Free meals are no delight; indeed, they cause the soul great suffering. The soul is a tiny spark of Hashem, Who is entirely true and Whose seal is truth. Therefore, the soul is far from anything that has the slightest trace of falsehood, dishonesty or any lack of integrity. Something unearned lacks a degree of integrity, because it is something that a person wanted to gain without having worked for it. Therefore, it is unsatisfying for the soul.

Even Laban the Aramean, the rip-off artist, understood that receiving something for nothing constitutes a flaw in one’s character. Therefore, he told Jacob, “Because you are my kinsman, should you work for me for free?” (Genesis 29:15). Ramban explains: “I know that from now on you will work for me, because you are a moral person who will not earn a living at the expense of others. And I too do not want the work that you do for me to be gratis, without full wages. So tell me what you request for your wages, and I will pay it.” Receiving something without having earned it is repugnant to a moral and virtuous soul, which by nature is true and unflawed. Therefore, when the soul receives delight without having earned it, it suffers.

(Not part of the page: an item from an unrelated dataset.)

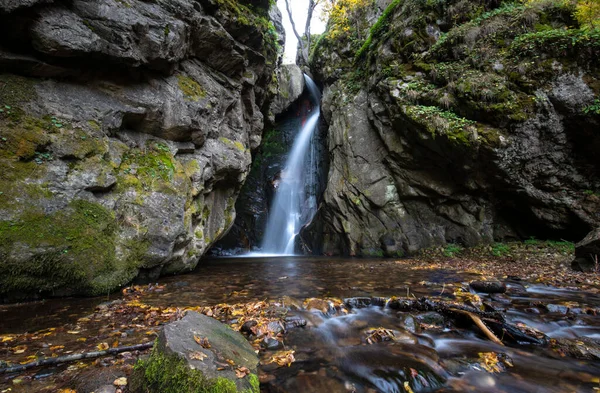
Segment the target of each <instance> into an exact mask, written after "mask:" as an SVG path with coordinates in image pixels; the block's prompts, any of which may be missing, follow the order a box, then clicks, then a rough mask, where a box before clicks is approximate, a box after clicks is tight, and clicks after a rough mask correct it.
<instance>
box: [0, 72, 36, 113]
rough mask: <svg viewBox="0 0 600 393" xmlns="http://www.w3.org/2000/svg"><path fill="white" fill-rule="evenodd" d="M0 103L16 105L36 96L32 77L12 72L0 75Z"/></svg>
mask: <svg viewBox="0 0 600 393" xmlns="http://www.w3.org/2000/svg"><path fill="white" fill-rule="evenodd" d="M0 86H1V87H2V88H0V105H1V106H5V105H9V106H12V107H16V106H19V105H22V104H25V103H27V102H30V101H32V100H33V99H35V98H36V97H37V93H36V91H35V85H34V82H33V80H32V79H28V78H24V77H21V76H17V75H12V74H1V75H0Z"/></svg>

In this world, nothing is free. Anything that is free is only a trap. The pure soul therefore wants to earn its true delight with its toil and effort, and not receive it for free. Even in this world, people are prepared to die rather than be disgraced and shamed before others; all the more so in the next world. Rebbe Nachman teaches, “The suffering of shame is much greater than the punishment of Gehinnom” (Likutei Moharan I 22).

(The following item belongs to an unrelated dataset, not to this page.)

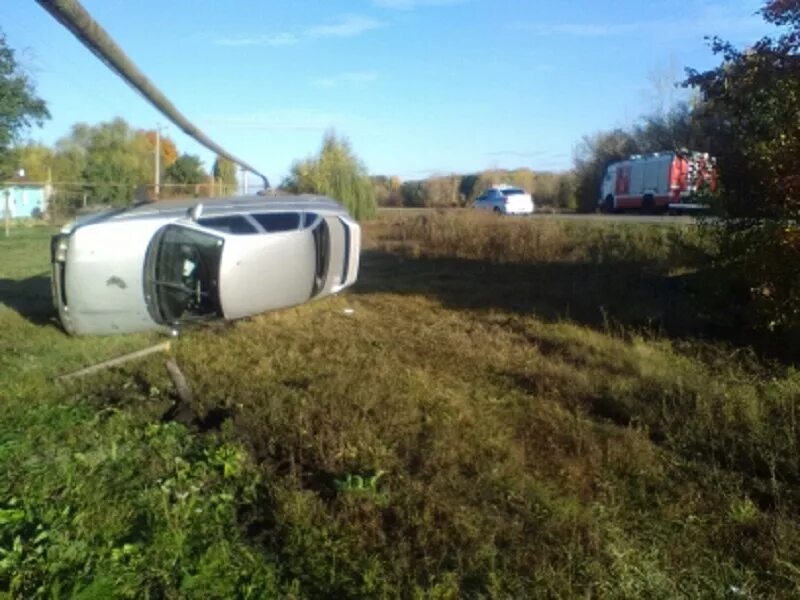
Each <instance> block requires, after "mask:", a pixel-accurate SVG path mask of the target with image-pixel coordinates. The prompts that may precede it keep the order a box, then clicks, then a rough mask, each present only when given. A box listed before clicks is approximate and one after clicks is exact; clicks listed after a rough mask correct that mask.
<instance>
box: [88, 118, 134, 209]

Everyone can understand from his own experience the bad feeling caused by a handout. Imagine how you’d feel if you were to eat at a wedding to which you hadn’t been invited…

A normal person hates to rely on others and to beg and go from door to door. The Gemara says, “When a person needs others, his face changes colors” (Berachot 6b) – it turns red as fire then white as water. This holds true even if a person just needs a loan. Anyone would rather work than receive a loan; he certainly does not want gifts or charity.

Similarly, imagine a case in which an employer told his workers, “As soon as you finish your work, I will give you lunch.” All of them worked energetically except for one, who was completely idle. When the time came to eat, they all sat down at the table except for the idle worker, who stood outside the dining room. The employer asked him, “Why don’t you go in and eat?” He answered that he feels ashamed, that he doesn’t deserve the food since it was only meant for those who worked, whereas he didn’t work, and that if he eats something that he doesn’t deserve, it is like stealing and taking something that isn’t his. That is how the soul feels in the upper world when it receives unearned delight. Not only is the delight imperfect, but the soul suffers greatly from the fact that it is receiving pleasure that it didn’t earn.

We can now understand why the Creator brought the soul down into this lowly physical world and gave it an evil inclination. This was for the soul will to have free will. Then, everything good that it accomplishes is by virtue of its efforts in overcoming the powers of evil that opposed it.

Were there were no free will, there would be no context for reward. Hashem therefore created the physical world. The Hebrew word for “world,” olam, is related to the word he’elem, “concealment,” because this world conceals the existence of the Creator, and it conceals the true delight—namely, closeness to the Creator—which is a spiritual, eternal delight. The Creator brought the soul down into the body, which hides the true delight from the soul. And He gave the body an evil inclination that pulls it to physical pleasures that completely conceal the true delight.

This concealment is the root of free will, because if it were easy for a person to feel the delight of closeness to the Creator and the sweetness of the Torah and of prayer, he would run after Hashem, so that all of the powers of evil couldn’t overcome him. That is because, when we feel the true delight, all evil is completely nullified. Thus, a person would attain goodness without work and effort, and he would lack free will.

If a person cannot choose freely between good and evil, but only has the option of choosing good, what will he receive reward for? He hasn’t done anything. And even if he does receive reward, he won’t benefit from it, because he is receiving a free meal, something that brings shame to his soul and not pleasure. Reward only makes sense in the context of free will, and free will is the outcome of the opposition between the body and the soul, the inclination to evil and the inclination for good.